The fact that ACFA has demonstrated success in the most demanding context, helping kids and a community that desperately need it, and haven’t stopped innovating there, hatching a well-conceived plan to assemble a multimedia workshop and vocal music and mariachi programs, is why we’re proud to announce the nonprofit is the winner of this year’s $2,500 Ingenuity Award.
Research shows students involved in arts do better in school, so ACFA’s student art programs’ benefits are multifold. “Students associate with creative people who build rather than destroy,” Niesen says. “Performing for community events builds personal self-confidence and engenders pride in the community – for participants and audience members alike.”
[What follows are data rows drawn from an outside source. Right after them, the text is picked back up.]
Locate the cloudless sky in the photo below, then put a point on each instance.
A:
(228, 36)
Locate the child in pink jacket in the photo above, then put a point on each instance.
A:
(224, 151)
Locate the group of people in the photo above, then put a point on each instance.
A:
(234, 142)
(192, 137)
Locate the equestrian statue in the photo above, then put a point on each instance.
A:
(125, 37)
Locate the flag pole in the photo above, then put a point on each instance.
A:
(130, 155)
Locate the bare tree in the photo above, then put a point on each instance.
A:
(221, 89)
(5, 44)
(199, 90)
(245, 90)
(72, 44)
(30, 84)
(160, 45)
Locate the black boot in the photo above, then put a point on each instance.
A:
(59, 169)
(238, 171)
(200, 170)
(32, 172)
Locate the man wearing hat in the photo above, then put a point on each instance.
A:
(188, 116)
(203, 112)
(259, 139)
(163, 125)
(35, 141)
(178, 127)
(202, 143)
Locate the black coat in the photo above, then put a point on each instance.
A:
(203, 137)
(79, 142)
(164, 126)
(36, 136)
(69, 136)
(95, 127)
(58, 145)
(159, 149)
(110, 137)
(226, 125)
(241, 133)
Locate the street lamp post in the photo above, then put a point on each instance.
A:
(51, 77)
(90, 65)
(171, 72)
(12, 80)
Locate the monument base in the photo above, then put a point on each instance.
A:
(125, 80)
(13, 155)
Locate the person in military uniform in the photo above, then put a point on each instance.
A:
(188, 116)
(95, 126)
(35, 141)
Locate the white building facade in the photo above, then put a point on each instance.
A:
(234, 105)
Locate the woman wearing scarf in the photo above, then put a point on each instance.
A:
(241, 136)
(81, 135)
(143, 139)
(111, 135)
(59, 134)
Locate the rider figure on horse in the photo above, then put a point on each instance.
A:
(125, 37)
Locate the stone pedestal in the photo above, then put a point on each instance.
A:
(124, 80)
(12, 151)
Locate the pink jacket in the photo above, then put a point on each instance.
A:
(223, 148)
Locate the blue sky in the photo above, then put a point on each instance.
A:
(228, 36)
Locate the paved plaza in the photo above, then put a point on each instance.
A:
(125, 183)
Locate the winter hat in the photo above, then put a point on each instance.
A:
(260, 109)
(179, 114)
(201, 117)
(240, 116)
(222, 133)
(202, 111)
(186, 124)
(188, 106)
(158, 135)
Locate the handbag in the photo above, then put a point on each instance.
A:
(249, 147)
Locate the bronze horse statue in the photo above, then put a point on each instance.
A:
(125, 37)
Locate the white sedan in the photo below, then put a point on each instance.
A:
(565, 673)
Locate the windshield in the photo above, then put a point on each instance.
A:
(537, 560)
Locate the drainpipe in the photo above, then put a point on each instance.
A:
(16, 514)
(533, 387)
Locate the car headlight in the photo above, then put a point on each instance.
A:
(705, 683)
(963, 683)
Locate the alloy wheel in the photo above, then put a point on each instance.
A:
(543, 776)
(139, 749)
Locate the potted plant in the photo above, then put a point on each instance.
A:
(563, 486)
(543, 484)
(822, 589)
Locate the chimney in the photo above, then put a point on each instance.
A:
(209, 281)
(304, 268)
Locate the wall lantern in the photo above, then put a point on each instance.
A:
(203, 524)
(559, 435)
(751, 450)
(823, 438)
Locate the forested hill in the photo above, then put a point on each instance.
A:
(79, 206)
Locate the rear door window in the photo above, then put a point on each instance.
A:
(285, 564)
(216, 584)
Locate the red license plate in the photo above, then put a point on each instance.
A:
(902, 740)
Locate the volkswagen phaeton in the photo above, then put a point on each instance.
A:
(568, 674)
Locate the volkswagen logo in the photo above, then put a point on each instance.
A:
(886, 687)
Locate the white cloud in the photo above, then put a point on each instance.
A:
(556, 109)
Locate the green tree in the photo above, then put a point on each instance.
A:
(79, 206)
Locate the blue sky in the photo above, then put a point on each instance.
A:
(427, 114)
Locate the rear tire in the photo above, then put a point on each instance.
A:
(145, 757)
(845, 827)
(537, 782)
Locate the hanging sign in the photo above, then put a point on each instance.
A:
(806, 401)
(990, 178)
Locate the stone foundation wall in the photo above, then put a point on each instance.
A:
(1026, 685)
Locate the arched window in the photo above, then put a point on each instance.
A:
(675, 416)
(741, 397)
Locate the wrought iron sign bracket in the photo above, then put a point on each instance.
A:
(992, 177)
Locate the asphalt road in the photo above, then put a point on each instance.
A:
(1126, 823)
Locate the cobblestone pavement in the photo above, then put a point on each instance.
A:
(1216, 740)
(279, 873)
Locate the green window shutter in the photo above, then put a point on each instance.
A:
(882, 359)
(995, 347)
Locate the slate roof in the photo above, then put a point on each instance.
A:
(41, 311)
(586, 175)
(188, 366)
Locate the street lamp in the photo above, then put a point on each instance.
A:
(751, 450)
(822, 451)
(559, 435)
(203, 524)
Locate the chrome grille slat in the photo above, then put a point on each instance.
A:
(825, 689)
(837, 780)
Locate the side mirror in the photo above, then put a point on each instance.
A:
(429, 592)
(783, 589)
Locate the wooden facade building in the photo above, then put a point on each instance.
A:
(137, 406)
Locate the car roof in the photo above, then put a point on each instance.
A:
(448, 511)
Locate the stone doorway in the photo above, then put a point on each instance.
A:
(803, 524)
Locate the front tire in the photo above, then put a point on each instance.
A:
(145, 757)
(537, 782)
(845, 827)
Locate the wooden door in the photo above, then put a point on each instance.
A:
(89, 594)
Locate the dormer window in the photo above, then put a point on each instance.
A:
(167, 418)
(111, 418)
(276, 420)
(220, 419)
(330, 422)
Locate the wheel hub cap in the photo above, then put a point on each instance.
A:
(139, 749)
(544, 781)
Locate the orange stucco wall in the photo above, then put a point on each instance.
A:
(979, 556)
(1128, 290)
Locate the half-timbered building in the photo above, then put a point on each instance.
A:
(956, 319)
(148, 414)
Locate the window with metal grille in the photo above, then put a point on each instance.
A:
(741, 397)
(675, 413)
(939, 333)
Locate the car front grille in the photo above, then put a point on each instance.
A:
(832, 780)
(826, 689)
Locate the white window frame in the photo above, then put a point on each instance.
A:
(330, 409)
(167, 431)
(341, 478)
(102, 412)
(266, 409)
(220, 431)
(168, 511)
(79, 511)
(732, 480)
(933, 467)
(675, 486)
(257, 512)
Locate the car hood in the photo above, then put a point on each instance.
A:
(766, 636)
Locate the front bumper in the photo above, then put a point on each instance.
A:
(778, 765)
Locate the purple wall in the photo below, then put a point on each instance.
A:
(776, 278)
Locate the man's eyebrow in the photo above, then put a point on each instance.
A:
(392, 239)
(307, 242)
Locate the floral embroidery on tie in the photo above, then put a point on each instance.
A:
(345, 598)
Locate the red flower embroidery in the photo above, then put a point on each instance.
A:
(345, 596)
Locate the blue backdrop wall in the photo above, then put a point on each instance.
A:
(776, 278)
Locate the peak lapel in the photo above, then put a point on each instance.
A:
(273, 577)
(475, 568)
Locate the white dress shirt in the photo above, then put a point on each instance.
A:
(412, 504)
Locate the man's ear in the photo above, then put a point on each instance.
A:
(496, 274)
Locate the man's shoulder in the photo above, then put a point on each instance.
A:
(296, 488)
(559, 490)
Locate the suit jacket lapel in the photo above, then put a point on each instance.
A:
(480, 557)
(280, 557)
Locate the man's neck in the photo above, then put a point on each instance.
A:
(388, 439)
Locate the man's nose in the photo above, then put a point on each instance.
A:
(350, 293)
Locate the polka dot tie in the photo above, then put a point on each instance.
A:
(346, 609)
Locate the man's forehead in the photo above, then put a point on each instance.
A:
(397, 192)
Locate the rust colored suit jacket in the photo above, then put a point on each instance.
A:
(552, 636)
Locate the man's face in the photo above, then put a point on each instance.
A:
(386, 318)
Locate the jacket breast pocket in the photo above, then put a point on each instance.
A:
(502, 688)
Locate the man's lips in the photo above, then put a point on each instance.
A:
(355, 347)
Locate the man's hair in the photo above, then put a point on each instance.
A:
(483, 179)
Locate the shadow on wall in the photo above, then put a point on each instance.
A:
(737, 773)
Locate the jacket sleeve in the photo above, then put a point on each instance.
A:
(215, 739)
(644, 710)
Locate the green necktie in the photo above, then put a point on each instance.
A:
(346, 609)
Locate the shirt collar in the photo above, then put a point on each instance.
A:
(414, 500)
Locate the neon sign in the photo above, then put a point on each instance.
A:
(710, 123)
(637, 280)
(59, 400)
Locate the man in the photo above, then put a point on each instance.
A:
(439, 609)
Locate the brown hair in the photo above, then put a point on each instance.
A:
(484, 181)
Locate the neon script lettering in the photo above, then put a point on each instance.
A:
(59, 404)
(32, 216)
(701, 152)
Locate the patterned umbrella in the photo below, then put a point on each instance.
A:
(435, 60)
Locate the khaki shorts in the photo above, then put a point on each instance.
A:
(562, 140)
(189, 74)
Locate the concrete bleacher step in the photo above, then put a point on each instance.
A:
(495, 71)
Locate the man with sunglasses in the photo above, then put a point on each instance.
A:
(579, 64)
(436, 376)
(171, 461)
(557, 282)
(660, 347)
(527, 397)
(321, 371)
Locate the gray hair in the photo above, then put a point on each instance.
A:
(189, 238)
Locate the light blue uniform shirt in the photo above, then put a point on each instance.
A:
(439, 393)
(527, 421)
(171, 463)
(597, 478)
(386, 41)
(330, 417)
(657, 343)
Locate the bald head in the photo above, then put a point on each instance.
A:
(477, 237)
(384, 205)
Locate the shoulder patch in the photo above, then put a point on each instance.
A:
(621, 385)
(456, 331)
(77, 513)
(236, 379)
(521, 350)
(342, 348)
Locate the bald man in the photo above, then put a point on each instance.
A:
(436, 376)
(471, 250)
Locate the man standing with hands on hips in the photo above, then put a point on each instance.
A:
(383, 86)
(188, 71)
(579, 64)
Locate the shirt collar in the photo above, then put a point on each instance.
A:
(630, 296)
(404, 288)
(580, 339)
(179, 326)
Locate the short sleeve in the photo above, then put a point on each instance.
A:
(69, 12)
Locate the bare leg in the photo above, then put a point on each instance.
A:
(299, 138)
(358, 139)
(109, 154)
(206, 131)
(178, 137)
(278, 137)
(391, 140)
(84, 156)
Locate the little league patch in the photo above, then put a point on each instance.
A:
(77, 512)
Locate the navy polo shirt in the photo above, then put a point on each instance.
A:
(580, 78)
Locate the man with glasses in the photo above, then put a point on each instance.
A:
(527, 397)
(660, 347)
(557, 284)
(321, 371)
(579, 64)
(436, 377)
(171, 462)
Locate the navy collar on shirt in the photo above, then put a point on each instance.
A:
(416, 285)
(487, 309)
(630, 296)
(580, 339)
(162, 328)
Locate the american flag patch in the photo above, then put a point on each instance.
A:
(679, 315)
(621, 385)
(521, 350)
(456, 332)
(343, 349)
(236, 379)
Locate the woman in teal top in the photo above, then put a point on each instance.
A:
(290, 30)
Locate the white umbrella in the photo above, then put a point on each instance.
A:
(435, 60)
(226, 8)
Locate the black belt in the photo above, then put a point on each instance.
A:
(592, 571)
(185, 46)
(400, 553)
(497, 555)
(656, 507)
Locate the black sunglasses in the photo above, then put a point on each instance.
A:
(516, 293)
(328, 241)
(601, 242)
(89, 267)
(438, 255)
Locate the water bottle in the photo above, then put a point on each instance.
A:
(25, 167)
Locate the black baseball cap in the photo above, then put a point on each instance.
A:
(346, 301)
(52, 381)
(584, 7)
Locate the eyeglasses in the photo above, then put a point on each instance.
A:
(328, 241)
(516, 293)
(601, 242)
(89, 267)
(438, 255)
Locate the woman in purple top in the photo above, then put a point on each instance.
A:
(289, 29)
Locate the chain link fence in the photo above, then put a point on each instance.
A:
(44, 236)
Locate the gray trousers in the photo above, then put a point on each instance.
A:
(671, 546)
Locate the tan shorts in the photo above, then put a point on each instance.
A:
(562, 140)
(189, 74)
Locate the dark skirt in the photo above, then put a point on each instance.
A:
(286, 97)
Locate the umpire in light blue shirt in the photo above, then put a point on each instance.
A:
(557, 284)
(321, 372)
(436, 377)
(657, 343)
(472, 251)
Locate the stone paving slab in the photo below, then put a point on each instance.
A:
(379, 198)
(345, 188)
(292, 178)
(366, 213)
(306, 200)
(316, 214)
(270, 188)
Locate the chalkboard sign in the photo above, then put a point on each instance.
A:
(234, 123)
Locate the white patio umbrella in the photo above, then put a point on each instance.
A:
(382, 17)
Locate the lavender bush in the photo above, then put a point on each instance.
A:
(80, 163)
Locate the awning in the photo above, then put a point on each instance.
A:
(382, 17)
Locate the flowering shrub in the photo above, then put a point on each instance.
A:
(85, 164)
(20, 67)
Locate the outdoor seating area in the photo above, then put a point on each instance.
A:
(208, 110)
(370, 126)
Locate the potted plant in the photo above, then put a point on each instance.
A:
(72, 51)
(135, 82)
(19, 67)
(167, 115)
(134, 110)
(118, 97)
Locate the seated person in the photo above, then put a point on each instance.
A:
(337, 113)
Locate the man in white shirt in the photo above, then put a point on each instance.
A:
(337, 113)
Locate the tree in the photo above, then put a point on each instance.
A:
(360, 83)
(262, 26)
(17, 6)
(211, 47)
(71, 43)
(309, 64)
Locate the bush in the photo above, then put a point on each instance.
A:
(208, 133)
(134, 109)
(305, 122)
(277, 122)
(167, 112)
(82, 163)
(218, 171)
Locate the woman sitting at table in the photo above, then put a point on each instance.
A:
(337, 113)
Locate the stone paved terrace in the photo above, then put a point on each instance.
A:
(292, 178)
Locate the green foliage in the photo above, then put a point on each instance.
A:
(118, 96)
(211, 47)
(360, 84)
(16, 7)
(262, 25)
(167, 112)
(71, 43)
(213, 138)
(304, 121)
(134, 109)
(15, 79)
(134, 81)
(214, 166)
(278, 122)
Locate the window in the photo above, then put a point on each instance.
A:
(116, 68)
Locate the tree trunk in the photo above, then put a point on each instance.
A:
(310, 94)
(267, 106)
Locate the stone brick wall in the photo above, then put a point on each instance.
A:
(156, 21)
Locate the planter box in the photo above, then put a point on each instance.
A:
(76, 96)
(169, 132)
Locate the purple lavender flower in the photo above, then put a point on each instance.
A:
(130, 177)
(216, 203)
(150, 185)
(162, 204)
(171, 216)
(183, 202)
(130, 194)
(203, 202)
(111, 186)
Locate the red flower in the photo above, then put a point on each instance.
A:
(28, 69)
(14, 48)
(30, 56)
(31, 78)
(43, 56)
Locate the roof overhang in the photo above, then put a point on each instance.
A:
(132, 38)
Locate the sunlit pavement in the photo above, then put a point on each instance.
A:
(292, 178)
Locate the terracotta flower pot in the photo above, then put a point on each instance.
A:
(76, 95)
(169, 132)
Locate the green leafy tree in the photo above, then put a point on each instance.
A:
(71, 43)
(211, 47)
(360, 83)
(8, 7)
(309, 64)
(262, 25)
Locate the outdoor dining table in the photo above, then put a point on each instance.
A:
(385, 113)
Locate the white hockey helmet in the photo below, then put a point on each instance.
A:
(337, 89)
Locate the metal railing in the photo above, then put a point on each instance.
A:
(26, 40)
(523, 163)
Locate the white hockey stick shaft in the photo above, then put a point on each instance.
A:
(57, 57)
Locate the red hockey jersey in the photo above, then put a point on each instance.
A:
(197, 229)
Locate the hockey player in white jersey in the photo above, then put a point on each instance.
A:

Don’t just take our word for it, or Niesen’s word. Here’s what a budding artist and ACFA alum has to say about the group. “ACFA has helped me academically, personally and in my career,” says Karina Salcedo, who now works as a teacher and continues to dance with ACFA’s folkloric group, Tonatiuh: Danzantes del Quinto Sol. “More invaluable, ACFA gave me the opportunity to explore my culture through music and dance. Growing up involved in these activities has not only opened up various job opportunities, it has prepared me to be a leader for my community with a desire to further expand knowledge of Mexican culture. Playing guitar and dancing folklorico are not only fun pastimes; they are now tools through which I can enrich the streets where I grew up.”